Greg Kroah-Hartman, one of the most important Linux kernel developers, also reported a sudden shift: "Months ago, we were getting what we called 'AI slop,' AI-generated security reports that were obviously wrong or low quality. It was kind of funny. It didn't really worry us." Then things changed: "Something happened a month ago, and the world switched." Daniel Stenberg, maintainer of curl, wrote that he now spends hours per day on AI-generated vulnerability reports.

Nicholas Carlini, a security researcher at Anthropic, said in a video about Project Glasswing: "I've found more bugs in the last couple of weeks than I found in the rest of my life combined."

Simon Willison, a respected developer and commentator, summed it up: "Saying 'our model is too dangerous to release' is a great way to build buzz around a new model," Willison writes, "but in this case I expect their caution is warranted."

He would, however, also like to see OpenAI involved, noting that its GPT-5.4 already has a strong reputation for finding security vulnerabilities.

From PR stunt to industry precedent

GPT-2 set the precedent in 2019 that AI labs don't have to release everything. The industry discarded it and replaced it with the approach of equipping models with safety measures and then shipping them. Now that AI models are finding and exploiting real vulnerabilities in critical infrastructure, guardrails alone apparently no longer cut it. Back then, GPT-2 produced passable text at best. Mythos Preview finds real vulnerabilities in production systems that withstood decades of human review and develops working exploits for them.

Clark's story closes the arc: in March 2026, he took on a new role as Anthropic's Head of Public Benefit and with it the leadership of the newly founded Anthropic Institute.
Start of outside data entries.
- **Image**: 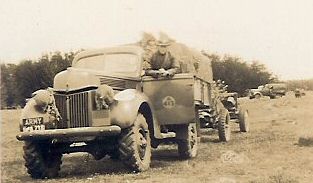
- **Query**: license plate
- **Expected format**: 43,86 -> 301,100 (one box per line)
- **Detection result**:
22,117 -> 45,132
23,125 -> 45,132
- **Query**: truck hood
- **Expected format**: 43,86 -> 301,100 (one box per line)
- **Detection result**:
53,68 -> 100,91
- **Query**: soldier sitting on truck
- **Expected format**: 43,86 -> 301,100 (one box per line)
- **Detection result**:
145,38 -> 180,78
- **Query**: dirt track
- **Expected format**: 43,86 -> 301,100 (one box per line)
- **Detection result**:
1,92 -> 313,183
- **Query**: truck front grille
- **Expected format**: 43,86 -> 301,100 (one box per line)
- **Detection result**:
54,92 -> 90,128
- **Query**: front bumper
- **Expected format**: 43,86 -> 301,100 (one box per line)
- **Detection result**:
16,126 -> 121,141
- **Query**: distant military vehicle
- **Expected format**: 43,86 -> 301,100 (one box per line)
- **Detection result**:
249,83 -> 287,99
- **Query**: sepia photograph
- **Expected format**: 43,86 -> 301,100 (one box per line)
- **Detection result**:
1,0 -> 313,182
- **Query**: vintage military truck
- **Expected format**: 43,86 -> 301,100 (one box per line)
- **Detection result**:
249,83 -> 287,99
17,45 -> 202,179
16,44 -> 249,179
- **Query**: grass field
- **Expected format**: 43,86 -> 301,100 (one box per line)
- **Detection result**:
1,92 -> 313,183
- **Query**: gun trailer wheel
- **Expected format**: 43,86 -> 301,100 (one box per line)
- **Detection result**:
218,109 -> 231,142
23,141 -> 62,179
239,108 -> 250,132
118,113 -> 151,172
177,123 -> 198,159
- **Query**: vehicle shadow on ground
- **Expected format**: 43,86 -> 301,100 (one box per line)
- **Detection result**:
14,148 -> 183,181
200,136 -> 220,143
199,129 -> 220,143
152,146 -> 181,160
199,128 -> 244,143
151,146 -> 184,168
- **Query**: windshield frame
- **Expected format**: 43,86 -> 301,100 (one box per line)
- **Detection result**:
73,52 -> 143,78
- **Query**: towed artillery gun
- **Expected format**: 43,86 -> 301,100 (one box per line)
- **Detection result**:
166,44 -> 249,141
215,81 -> 249,133
220,91 -> 250,133
198,81 -> 249,142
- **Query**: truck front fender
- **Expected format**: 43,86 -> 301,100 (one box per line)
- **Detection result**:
20,89 -> 60,132
20,99 -> 51,132
110,89 -> 151,129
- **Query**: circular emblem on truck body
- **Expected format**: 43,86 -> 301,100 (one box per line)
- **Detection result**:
162,96 -> 176,109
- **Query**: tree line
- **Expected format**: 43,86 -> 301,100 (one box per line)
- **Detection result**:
286,79 -> 313,91
1,52 -> 74,108
2,49 -> 307,109
203,52 -> 278,95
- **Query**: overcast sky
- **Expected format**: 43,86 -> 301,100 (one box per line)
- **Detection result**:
1,0 -> 312,80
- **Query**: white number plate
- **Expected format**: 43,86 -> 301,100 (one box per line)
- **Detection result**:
23,125 -> 45,132
22,117 -> 45,132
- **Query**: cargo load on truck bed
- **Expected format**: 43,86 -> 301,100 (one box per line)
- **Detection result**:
137,33 -> 213,82
168,43 -> 213,82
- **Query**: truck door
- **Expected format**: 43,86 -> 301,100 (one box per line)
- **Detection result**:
142,73 -> 195,125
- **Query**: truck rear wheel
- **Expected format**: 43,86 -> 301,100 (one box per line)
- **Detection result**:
239,108 -> 250,132
23,141 -> 62,179
254,93 -> 261,99
177,123 -> 198,159
218,109 -> 231,142
118,113 -> 151,172
270,95 -> 276,99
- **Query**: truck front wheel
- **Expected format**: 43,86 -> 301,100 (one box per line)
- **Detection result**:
118,113 -> 151,172
177,123 -> 198,159
23,141 -> 62,179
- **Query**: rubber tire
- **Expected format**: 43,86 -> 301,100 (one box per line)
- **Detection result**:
270,95 -> 276,99
118,113 -> 151,172
177,123 -> 198,159
254,93 -> 261,99
23,141 -> 62,179
239,108 -> 250,132
218,109 -> 231,142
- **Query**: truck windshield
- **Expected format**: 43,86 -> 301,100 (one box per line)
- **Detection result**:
74,53 -> 141,77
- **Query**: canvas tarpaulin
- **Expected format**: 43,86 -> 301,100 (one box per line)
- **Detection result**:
138,32 -> 213,82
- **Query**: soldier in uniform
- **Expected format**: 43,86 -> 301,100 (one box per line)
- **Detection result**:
145,38 -> 180,78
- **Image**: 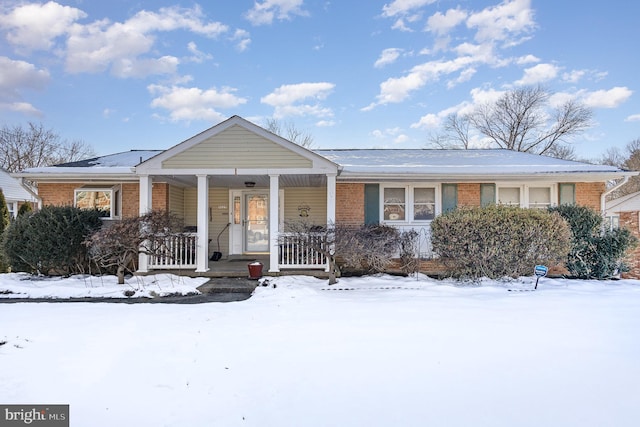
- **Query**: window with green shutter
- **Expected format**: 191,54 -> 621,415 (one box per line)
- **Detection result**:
442,184 -> 457,213
559,183 -> 575,205
364,184 -> 380,224
480,184 -> 496,207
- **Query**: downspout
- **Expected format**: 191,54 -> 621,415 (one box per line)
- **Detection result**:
601,175 -> 631,217
20,177 -> 42,209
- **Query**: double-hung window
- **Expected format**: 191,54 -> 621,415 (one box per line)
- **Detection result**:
495,184 -> 556,208
529,187 -> 551,209
497,187 -> 521,206
74,185 -> 121,219
382,185 -> 436,222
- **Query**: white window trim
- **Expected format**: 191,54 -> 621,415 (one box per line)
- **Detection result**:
74,185 -> 122,219
496,183 -> 558,209
380,184 -> 440,224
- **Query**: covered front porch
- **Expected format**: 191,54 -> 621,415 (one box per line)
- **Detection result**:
133,116 -> 339,276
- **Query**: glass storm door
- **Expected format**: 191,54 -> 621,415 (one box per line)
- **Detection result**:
244,193 -> 269,252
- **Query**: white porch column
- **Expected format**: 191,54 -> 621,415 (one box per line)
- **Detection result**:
269,174 -> 280,273
195,174 -> 210,273
326,173 -> 337,272
138,175 -> 152,272
326,173 -> 337,226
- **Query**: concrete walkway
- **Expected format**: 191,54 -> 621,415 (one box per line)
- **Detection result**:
0,277 -> 259,304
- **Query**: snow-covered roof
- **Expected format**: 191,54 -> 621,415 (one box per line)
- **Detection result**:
315,149 -> 629,180
16,147 -> 632,183
19,150 -> 163,176
0,168 -> 38,202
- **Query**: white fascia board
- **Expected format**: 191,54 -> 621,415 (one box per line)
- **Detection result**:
336,171 -> 636,183
139,167 -> 336,176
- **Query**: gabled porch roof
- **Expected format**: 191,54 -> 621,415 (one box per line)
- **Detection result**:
136,115 -> 338,178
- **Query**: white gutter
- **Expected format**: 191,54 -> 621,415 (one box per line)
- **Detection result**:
601,174 -> 632,216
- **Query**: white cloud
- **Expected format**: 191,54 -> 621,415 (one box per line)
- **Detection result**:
382,0 -> 437,18
467,0 -> 535,44
447,67 -> 476,88
562,70 -> 586,84
625,114 -> 640,122
370,127 -> 409,144
364,56 -> 474,109
316,120 -> 336,127
261,82 -> 335,118
63,5 -> 227,77
231,29 -> 251,52
186,42 -> 213,63
410,113 -> 441,129
245,0 -> 308,26
515,63 -> 559,85
0,1 -> 86,51
0,56 -> 49,116
374,48 -> 403,68
516,54 -> 539,65
148,84 -> 247,122
581,87 -> 632,108
426,8 -> 467,36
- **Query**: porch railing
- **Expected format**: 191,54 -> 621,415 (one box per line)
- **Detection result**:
279,232 -> 328,269
147,233 -> 198,270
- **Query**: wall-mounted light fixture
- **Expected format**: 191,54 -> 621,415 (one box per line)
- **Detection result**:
244,181 -> 256,188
The research unit is intended to address the most serious challenges that AI will pose for societies. Anthropic justified the move by noting that AI progress has accelerated rapidly since the company's founding five years ago and that far more dramatic breakthroughs are likely within the next two years.
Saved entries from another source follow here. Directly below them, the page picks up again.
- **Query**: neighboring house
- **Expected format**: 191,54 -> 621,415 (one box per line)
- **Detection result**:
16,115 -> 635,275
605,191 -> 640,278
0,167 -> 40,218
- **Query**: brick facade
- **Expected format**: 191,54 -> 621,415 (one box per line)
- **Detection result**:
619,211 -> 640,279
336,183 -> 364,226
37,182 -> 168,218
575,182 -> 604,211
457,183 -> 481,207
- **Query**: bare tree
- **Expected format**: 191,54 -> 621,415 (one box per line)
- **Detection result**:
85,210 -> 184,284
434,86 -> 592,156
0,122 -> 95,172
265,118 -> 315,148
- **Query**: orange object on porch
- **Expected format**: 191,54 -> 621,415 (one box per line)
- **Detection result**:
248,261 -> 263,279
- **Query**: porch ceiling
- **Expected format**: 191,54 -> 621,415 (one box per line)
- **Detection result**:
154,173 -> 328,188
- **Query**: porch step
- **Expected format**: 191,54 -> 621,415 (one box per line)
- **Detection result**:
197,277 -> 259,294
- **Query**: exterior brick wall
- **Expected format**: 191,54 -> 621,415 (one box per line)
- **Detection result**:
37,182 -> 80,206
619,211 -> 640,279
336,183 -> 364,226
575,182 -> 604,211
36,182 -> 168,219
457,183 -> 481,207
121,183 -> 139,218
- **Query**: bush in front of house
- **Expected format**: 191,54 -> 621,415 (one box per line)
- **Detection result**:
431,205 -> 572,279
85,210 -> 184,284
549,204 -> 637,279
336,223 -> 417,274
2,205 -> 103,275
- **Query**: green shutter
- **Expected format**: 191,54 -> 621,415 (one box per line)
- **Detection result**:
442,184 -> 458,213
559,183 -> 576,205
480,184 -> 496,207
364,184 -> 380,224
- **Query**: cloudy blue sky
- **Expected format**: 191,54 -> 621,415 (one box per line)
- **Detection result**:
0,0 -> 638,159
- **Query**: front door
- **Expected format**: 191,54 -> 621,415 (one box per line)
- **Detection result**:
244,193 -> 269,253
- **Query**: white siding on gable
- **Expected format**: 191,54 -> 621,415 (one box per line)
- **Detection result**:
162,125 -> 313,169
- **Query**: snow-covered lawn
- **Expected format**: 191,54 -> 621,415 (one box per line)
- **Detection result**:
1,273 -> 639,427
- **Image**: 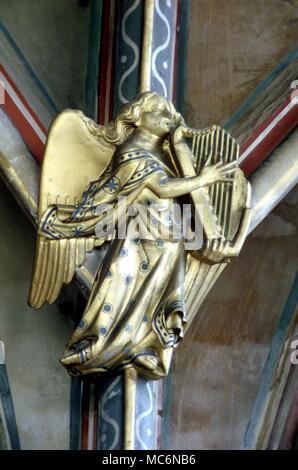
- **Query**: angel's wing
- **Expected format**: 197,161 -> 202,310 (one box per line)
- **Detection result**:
29,110 -> 115,309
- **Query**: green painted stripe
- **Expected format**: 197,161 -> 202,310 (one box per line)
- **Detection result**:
69,377 -> 82,450
95,374 -> 124,450
0,365 -> 20,450
175,0 -> 190,114
84,0 -> 103,119
161,362 -> 174,450
244,270 -> 298,449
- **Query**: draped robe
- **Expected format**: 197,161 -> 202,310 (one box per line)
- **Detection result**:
39,144 -> 187,379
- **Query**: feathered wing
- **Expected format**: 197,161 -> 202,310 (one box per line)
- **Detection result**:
29,110 -> 115,309
29,237 -> 97,309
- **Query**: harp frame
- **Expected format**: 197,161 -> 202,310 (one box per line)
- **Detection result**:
174,124 -> 252,263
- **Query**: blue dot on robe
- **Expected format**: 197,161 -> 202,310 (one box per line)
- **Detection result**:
143,314 -> 148,323
124,324 -> 132,333
102,303 -> 113,313
78,319 -> 87,329
123,275 -> 132,285
99,326 -> 108,336
140,262 -> 150,272
159,175 -> 168,186
120,247 -> 128,256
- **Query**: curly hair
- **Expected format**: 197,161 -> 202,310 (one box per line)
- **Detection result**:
83,92 -> 183,146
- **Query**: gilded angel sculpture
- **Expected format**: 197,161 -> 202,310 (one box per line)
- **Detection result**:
29,92 -> 251,380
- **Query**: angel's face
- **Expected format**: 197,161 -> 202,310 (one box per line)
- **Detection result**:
138,97 -> 174,138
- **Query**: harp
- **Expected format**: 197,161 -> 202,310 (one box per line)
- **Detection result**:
176,125 -> 251,261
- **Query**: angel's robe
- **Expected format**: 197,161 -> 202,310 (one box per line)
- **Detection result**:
39,146 -> 186,379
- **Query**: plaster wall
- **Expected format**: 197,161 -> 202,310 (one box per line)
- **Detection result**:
0,179 -> 73,449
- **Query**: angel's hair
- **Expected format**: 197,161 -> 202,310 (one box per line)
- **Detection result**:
83,92 -> 183,146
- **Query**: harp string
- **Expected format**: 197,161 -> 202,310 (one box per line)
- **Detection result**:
211,127 -> 220,216
225,137 -> 235,238
222,135 -> 231,236
215,130 -> 225,229
191,127 -> 238,240
220,133 -> 229,230
208,129 -> 216,205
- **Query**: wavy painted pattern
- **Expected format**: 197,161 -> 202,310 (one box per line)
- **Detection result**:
118,0 -> 140,104
151,0 -> 177,99
113,0 -> 143,115
98,376 -> 123,450
135,379 -> 157,450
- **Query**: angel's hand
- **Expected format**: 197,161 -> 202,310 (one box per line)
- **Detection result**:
199,160 -> 237,186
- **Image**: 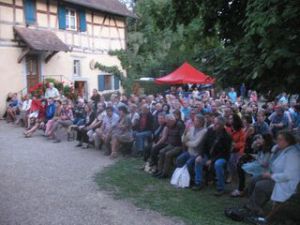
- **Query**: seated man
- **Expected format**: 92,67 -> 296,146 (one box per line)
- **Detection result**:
193,116 -> 232,196
73,99 -> 86,126
176,114 -> 207,172
134,104 -> 154,152
94,106 -> 119,154
52,100 -> 74,143
269,106 -> 289,137
86,103 -> 106,148
153,114 -> 185,179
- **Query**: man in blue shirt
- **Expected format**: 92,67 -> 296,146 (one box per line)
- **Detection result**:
228,87 -> 237,104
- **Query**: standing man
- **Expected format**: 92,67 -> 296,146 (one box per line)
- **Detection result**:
228,87 -> 237,104
240,83 -> 246,99
45,83 -> 60,99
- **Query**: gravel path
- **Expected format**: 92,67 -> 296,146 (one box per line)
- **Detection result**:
0,122 -> 183,225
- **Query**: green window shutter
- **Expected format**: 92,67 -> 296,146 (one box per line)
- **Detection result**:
78,9 -> 87,32
114,76 -> 120,90
58,5 -> 66,30
24,0 -> 36,25
98,75 -> 105,91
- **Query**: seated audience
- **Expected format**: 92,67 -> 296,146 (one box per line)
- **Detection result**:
244,131 -> 300,216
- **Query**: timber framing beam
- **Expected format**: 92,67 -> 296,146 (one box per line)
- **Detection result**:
45,51 -> 58,63
17,47 -> 31,63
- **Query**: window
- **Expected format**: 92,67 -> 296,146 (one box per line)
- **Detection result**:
73,60 -> 81,76
58,5 -> 86,32
104,75 -> 113,90
66,8 -> 77,31
98,75 -> 114,91
24,0 -> 36,25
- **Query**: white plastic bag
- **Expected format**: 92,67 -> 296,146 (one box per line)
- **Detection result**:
170,166 -> 190,188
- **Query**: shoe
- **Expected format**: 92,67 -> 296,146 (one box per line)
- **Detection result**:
76,143 -> 82,147
230,189 -> 244,197
226,176 -> 232,184
53,140 -> 61,143
152,171 -> 162,177
192,184 -> 204,191
214,190 -> 225,197
157,174 -> 168,179
82,144 -> 89,149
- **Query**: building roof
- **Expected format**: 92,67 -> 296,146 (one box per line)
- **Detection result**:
64,0 -> 136,18
14,27 -> 70,52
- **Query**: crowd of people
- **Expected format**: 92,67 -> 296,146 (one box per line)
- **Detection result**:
3,83 -> 300,225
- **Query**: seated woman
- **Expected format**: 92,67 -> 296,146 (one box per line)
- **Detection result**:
231,133 -> 273,197
143,112 -> 167,173
45,100 -> 62,137
52,100 -> 74,143
24,99 -> 47,138
110,106 -> 133,159
244,131 -> 300,216
6,93 -> 19,123
75,103 -> 96,148
27,95 -> 42,130
16,94 -> 32,127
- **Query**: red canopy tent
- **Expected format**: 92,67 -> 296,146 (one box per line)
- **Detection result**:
155,62 -> 215,85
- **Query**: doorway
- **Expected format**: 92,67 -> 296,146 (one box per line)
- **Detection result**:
26,56 -> 40,91
74,81 -> 88,100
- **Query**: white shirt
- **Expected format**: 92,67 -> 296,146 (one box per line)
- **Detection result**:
21,99 -> 32,111
45,87 -> 60,99
102,113 -> 119,133
271,145 -> 300,202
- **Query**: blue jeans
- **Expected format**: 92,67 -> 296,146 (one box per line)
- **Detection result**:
194,156 -> 226,191
176,151 -> 196,172
73,118 -> 85,126
194,155 -> 208,185
214,158 -> 227,191
134,131 -> 152,152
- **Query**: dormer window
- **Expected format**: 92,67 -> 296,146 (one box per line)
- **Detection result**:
66,8 -> 77,31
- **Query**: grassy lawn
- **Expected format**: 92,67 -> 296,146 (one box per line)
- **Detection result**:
95,158 -> 247,225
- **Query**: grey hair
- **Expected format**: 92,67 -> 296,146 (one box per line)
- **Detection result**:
166,114 -> 176,121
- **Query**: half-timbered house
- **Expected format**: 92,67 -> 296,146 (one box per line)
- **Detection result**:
0,0 -> 134,113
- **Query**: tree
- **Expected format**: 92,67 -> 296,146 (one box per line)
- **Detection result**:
111,0 -> 300,94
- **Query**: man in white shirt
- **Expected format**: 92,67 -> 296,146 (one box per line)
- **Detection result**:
45,82 -> 60,99
94,106 -> 119,152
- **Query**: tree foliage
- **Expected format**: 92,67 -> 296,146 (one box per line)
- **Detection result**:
112,0 -> 300,94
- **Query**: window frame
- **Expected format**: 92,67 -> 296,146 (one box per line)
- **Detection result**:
65,8 -> 77,31
73,59 -> 81,77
In issue 452 of his weekly newsletter Import AI, Clark summarized the dual-use problem one day before the Glasswing announcement: "AI that is especially good at helping you find vulnerabilities in code for defensive purposes can easily be repurposed for offensive purposes." AI, he wrote, is an "everything machine," and with each new model generation, the policy issues multiply as well.
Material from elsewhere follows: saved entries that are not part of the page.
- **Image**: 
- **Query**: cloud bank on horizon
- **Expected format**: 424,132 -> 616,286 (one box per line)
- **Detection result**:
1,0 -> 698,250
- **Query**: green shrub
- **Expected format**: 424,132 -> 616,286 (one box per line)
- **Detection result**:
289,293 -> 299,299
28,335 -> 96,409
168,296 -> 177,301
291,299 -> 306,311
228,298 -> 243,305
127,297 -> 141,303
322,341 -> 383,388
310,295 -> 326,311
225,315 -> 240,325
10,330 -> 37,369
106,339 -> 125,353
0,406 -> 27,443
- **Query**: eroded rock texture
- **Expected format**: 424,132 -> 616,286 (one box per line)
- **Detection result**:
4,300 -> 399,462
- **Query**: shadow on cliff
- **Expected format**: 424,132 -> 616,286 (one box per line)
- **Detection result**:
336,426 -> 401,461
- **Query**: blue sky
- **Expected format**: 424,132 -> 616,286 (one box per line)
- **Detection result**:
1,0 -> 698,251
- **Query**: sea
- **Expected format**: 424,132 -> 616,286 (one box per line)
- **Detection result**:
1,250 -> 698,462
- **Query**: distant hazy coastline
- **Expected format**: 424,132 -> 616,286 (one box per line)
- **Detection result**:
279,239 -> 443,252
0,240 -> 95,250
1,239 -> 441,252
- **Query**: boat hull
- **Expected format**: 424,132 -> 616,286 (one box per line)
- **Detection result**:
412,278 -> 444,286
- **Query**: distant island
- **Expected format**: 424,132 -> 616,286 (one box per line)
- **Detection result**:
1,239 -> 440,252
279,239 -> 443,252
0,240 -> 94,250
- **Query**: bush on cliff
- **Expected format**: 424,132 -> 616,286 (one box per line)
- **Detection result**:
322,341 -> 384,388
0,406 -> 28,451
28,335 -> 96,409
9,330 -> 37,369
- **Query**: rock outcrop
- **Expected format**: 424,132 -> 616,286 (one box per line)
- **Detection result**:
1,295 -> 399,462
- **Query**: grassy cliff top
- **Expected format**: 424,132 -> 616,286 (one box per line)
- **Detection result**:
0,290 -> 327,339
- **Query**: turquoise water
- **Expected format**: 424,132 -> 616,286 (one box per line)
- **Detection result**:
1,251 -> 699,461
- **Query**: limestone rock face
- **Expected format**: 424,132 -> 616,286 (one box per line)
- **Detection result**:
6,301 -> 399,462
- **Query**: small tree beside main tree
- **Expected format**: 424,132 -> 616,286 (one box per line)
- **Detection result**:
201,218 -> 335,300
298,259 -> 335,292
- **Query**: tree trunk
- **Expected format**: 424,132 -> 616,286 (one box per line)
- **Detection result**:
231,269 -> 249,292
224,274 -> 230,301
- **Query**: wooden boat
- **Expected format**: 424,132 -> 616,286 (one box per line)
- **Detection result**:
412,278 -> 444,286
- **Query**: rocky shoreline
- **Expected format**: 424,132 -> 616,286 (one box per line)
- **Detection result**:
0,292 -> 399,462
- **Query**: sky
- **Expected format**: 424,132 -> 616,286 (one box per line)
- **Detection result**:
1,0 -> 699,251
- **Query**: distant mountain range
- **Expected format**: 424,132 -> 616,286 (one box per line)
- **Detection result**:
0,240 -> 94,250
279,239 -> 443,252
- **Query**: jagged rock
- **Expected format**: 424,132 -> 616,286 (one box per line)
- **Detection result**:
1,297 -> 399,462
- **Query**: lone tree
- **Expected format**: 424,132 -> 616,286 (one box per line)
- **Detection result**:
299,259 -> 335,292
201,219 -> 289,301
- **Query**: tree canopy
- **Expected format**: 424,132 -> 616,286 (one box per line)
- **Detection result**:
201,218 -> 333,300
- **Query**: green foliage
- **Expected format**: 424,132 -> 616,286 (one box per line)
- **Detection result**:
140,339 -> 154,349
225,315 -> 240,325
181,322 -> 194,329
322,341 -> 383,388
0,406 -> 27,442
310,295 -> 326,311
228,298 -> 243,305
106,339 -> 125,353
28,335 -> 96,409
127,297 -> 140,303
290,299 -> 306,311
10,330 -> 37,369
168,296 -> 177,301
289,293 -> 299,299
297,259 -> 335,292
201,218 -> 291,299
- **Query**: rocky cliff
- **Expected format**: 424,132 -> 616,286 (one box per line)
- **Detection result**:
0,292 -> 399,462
Anthropic has shown how it intends to deal with this. The next test is right around the corner: OpenAI has reportedly finished pretraining its next major AI model, codenamed "Spud." Altman told employees the company expects to have a "very strong model" in "a few weeks" that can "really accelerate the economy." If "Spud" shows cybersecurity capabilities similar to Mythos Preview, Altman's release strategy will reveal whether Anthropic's restraint sets an industry norm or remains an exception.